In a solitary gay-pride parade the other day, I trudged up the Mattachine Steps, a long, steep public staircase east of the Silver Lake Reservoir, in Los Angeles. The steps—one of many pedestrian shortcuts that interlace the hilly neighborhoods of Silver Lake, Los Feliz, and Echo Park—are named for the Mattachine Society, the first enduring American gay-rights organization. The group held its inaugural meeting on November 11, 1950, outside the home of the Communist activist Harry Hay, who lived at the top of the stairs. Five men sat together on the hillside in the late afternoon, imagining a world in which they did not have to hide.
Gay Angelenos like to remind their counterparts to the north and east that L.A. played a crucial, perhaps decisive, role in gay-rights history. In 1947 and 1948, Edythe Eyde, a secretary at R.K.O. Pictures, distributed a carbon-copied publication called Vice Versa: America’s Gayest Magazine, the first of its kind. The pioneering gay magazine ONE began publication in downtown L.A., in 1953; after battles with censorship, it won a landmark case at the Supreme Court, in 1958. A year later, gay patrons at a Cooper Do-Nuts shop, also downtown, reportedly responded to police harassment by throwing doughnuts at officers. And, in 1967, the Black Cat tavern, in Silver Lake, was the scene of a significant protest against police violence. The Stonewall riots, in New York, two years later, have gone down in legend as the great gay breakthrough, but organized efforts in both L.A. and San Francisco mattered just as much.

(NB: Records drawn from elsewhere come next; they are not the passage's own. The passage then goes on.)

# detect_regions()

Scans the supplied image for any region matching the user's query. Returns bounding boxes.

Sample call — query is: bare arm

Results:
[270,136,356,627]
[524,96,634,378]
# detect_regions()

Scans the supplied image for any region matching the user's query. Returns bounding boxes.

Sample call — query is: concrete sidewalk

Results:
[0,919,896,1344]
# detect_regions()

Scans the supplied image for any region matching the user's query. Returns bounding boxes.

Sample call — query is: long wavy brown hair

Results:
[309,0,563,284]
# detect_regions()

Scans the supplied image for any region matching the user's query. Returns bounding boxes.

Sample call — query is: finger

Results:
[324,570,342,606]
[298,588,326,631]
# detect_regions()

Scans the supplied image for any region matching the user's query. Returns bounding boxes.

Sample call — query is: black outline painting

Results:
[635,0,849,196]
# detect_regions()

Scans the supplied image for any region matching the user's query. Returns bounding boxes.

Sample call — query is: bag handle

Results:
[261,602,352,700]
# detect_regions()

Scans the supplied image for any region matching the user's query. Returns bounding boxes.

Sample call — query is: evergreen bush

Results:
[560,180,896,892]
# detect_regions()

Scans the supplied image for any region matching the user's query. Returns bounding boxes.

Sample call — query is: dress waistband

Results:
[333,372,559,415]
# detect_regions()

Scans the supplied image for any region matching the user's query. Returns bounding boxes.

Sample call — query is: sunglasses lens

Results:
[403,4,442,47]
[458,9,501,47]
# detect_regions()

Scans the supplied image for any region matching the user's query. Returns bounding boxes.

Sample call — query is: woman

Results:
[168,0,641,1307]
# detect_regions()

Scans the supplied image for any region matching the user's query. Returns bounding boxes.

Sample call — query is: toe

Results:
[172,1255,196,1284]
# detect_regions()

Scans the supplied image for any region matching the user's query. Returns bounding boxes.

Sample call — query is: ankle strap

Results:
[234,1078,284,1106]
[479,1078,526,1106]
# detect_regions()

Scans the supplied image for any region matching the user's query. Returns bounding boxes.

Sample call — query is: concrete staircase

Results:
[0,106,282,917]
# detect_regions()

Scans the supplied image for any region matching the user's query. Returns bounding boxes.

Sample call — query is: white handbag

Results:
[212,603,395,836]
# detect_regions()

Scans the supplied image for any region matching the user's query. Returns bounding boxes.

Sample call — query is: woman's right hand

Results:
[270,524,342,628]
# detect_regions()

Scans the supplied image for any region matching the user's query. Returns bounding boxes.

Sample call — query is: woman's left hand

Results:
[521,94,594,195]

In the post-Stonewall era, the Mattachine Society has often been caricatured as a meek bunch of well-dressed squares who pursued respectability at all costs. Eric Cervini’s recent biography of Frank Kameny, the stalwart of the Washington, D.C., Mattachines, rejects that stereotype, portraying Kameny as one of the most fearless fighters that the gay movement has known. Mattachine’s first iteration, under Hay’s leadership, occupies a category entirely of its own. It was informed both by Communist Party tactics and by countercultural life styles. It grew from the radical bohemia of Edendale, as parts of Los Feliz, Silver Lake, and Echo Park were once collectively known. Hay himself was a wholly original character who looked past the gay-straight divide to the multiplicities of contemporary queer culture.